Há muitos anos, frequentei um curso na Católica, em Lisboa, para “executivos”. Abominei: os testes dirigiam-se à memória (lembro-me de ser preciso empinar o “diamante de Porter”, salvo erro, mais uma data de coisas que não ganhavam em conhecer-se de cor); os professores eram da variedade doutoral, isto é, da que vomita uma receita e uma maneira de ver, aceitando mal diálogos com os alunos, que são tratados como uma massa bruta na qual é necessário gravar algumas crenças tomadas como definitivas; e a suposta disponibilidade, via internet, do corpo docente, existia muito na propaganda comercial do curso mas pouco na realidade. Numa palavra, professores de ciências sociais que tomavam por exactas, um equívoco que existe até mesmo em áreas supostamente apenas aritméticas, como análise financeira.

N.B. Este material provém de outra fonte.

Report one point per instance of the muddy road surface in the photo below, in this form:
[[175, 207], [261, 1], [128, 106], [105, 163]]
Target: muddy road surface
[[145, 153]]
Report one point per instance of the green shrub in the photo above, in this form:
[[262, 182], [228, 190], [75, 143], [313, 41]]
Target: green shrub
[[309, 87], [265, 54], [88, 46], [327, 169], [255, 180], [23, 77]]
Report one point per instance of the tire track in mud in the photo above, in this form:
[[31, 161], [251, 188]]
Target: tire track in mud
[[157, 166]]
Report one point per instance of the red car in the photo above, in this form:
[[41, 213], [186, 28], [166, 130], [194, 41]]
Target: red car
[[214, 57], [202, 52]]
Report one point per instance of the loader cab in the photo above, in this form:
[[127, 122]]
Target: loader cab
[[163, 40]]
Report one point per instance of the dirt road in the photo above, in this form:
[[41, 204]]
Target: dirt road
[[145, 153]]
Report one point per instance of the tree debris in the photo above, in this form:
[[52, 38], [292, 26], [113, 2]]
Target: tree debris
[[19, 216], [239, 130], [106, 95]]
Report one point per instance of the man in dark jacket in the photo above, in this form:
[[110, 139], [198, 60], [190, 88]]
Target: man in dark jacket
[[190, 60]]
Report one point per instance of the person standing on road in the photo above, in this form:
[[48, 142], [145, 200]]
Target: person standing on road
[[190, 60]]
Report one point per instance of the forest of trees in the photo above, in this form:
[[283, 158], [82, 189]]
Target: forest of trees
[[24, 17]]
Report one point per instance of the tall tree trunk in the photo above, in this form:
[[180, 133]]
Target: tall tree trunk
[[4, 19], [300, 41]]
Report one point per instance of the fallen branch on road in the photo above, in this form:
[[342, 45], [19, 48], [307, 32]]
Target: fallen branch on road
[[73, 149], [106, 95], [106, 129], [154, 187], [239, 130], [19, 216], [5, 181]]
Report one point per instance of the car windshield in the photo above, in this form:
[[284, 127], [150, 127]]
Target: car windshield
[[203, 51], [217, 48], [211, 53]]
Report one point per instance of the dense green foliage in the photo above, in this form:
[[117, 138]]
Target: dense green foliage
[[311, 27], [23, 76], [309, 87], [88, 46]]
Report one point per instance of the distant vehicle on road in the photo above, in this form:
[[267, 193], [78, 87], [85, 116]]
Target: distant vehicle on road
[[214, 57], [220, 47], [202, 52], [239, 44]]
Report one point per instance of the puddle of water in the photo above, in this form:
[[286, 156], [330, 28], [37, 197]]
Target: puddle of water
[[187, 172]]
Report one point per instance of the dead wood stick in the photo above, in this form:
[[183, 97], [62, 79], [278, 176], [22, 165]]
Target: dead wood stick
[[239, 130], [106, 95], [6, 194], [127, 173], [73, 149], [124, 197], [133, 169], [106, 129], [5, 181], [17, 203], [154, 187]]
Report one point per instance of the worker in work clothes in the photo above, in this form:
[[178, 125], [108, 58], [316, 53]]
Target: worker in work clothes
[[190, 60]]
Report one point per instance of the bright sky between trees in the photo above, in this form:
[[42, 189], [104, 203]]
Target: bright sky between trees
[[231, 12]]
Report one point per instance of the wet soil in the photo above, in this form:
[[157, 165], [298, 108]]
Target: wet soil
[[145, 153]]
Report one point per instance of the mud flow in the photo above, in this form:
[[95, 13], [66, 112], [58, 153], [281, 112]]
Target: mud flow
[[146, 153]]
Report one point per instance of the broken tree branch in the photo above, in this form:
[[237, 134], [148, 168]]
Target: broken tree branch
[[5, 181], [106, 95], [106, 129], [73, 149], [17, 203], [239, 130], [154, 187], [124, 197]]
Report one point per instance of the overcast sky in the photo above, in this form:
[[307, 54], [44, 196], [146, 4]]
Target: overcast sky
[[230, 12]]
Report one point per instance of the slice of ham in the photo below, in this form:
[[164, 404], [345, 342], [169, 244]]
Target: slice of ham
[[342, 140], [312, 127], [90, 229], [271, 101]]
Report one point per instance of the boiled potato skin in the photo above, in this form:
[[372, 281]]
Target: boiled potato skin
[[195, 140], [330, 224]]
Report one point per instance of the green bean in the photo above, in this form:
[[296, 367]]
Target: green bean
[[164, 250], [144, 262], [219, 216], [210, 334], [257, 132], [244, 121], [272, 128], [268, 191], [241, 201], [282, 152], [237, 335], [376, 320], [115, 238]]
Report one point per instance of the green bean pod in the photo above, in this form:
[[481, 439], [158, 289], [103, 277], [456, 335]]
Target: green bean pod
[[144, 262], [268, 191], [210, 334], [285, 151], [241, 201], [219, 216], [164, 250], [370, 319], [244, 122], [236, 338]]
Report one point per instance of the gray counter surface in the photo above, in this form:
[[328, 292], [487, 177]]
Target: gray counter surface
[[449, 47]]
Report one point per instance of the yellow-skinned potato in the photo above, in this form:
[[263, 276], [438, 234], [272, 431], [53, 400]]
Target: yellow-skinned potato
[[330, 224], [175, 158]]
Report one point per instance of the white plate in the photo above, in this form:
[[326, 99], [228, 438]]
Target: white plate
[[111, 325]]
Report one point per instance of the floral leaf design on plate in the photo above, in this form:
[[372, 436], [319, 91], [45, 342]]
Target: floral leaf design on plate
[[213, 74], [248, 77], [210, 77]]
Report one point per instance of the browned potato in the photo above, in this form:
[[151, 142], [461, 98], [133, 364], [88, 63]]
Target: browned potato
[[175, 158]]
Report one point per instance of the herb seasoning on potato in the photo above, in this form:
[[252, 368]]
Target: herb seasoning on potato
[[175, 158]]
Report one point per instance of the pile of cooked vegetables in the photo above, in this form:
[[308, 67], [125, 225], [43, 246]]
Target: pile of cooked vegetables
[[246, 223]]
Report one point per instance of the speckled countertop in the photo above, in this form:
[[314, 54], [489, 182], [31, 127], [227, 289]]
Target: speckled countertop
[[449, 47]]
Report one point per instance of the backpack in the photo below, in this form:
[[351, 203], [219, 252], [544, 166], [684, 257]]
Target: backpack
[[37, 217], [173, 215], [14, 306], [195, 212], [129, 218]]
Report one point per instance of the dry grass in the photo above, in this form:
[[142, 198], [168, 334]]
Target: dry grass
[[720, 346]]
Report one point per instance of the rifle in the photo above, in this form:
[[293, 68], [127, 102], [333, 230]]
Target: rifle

Numa cadeira, salvo erro de marketing, recomendava-se como leitura obrigatória o “Choque do Futuro”, de Alvin Toffler, um aldrabão que explorava a mania americana de o prever, identificando algumas tendências do presente que projectava com habilidade e falta de senso e de humildade. Este pastelão o professor tomava como ouro de lei. Hoje, se ainda for vivo e der aulas, deve recomendar o último guru que, com roupagem pseudocientífica, faz o papel dos áugures romanos. O facto de os áugures modernos se enganarem tanto como os antigos decerto não o impressionava, o que é a definição mesma de burrice – bater com a mesma cabeça sempre na mesma parede.
Aquilo era intenso, aos sábados, e a meio da manhã havia uma pausa para café. Várias mesas estavam cobertas de bolos – éclairs, tíbias, palmiers e o restante sortido das pastelarias rascas – mas de sandes honestas de fiambre ou queijo, nada.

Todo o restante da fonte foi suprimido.